A Hormone-Plant Style
Researchers develop biotechnological production process
Universität Bielefeld
‘Jasmonic acid can, for example, trigger the release of toxic substances such as nicotine in the leaves, which harms predators,’ explains biologist Professor Dr Karl-Josef Dietz. ‘Tobacco plants emit a modified form of jasmonic acid which induces neighbouring plants to prepare for attacks,’ says Dietz. ‘Jasmonic acid also supports healing and can stimulate damaged plants to regenerate.’
Dietz heads the Plant Biochemistry and Physiology Working Group at Bielefeld University. He is researching how plants react to stress and is working on changing and optimising their response. ‘This will enable us to prepare plants for the new environmental conditions resulting from climate change, for instance.’ If the warmer climate leads to an increase in beetle populations, plants could be equipped with the ability to harm these attackers with bitter substances. ‘We are interested in the effect of preforms of jasmonic acid, such as 12-OPDA, which is only available in the milligram range and then costs several hundred euros,’ says Dietz.

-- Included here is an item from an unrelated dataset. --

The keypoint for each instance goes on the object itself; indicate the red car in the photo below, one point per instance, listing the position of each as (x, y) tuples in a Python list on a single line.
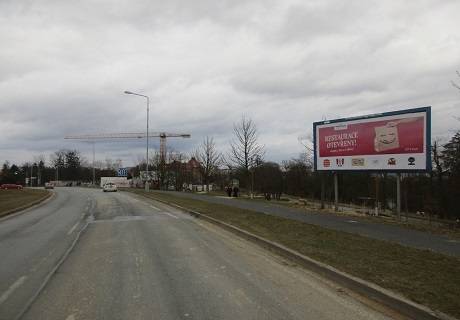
[(7, 186)]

‘The high price is due to the labour-intensive production process, as the production of 12-OPDA is extremely complex and involves numerous reaction steps in the classical chemical process,’ says chemist Professor Dr Harald Gröger. He heads the Industrial Organic Chemistry and Biotechnology Working Group at Bielefeld University. Together with Dietz, he developed the idea of producing 12-OPDA (12-oxophytodienoic acid) as a precursor of jasmonic acid by means of an efficient and innovative synthetic method. Both scientists conduct research at the Center for Biotechnology (CeBiTec) at Bielefeld University.
The new method adopts the principle from plant cells: it uses enzymes as plant catalysts in a form optimised for synthetic purposes. ‘It is important that these enzymes are used in the right ratio,’ says Jana Löwe. She is the lead author of the new study and a researcher in Gröger’s working group. The best part of the new method is that if all the initial conditions are correct, it subsequently runs on its own.

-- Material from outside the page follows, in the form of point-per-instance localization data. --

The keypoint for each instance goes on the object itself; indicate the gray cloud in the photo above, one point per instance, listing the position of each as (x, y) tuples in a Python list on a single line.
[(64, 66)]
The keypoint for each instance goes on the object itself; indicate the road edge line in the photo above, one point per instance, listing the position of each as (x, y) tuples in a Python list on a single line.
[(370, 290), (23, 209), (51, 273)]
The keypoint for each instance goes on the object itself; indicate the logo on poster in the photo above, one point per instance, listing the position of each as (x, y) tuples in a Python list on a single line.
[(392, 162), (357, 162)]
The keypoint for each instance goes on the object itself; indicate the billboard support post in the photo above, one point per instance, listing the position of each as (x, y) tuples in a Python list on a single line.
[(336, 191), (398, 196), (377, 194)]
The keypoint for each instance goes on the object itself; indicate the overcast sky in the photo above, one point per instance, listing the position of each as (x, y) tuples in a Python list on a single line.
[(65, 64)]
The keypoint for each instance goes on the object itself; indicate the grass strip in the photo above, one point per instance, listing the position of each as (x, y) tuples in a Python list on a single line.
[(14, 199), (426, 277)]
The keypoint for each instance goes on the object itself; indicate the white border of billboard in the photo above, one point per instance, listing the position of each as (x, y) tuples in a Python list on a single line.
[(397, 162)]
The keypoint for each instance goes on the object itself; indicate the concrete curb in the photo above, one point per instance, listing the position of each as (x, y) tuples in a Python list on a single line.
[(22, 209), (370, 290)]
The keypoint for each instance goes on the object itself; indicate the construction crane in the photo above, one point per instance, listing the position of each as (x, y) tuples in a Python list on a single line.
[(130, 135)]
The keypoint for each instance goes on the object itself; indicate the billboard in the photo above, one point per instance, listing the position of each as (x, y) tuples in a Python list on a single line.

‘Like plants, we use easily accessible linolenic acid in combination with only three enzyme reactions,’ explains Löwe. Linolenic acid can be extracted from rapeseed oil, for example. The first enzyme incorporates oxygen from the air into the linolenic acid. The second enzyme subsequently produces a highly unstable intermediate, which is then converted into 12-OPDA by the third enzyme.
‘It sounds simple,’ says Gröger. ‘The difficulty so far, however, has been the sensitive, short-lived intermediate stage created by the second enzyme. If the third enzyme is not added immediately, the resulting products are unusable.’
Löwe solves the problem by using bacteria as producers of the enzymes for the second and final stage of the reaction—in combination with a commercial enzyme derived from soybeans for the first reaction stage. The bacteria (Escherichia coli) have been genetically modified to provide the two enzymes in the required quantities. ‘As soon as the unstable intermediate is formed, the required enzyme is immediately available and ensures the production of 12-OPDA,’ says Löwe.
The 12-OPDA can then be used directly in biological studies or converted into other substances needed for Dietz’s experiments, for example. Löwe has also developed a method for this. ‘This provides us with a library of descendants of 12-OPDA for plant physiological investigations,’ says Dietz. ‘With further reactions, the 12-OPDA could even be used to produce methyl dihydrojasmonate efficiently in the future,’ says Gröger. ‘This is a substance required as an ingredient in many well-known perfumes.’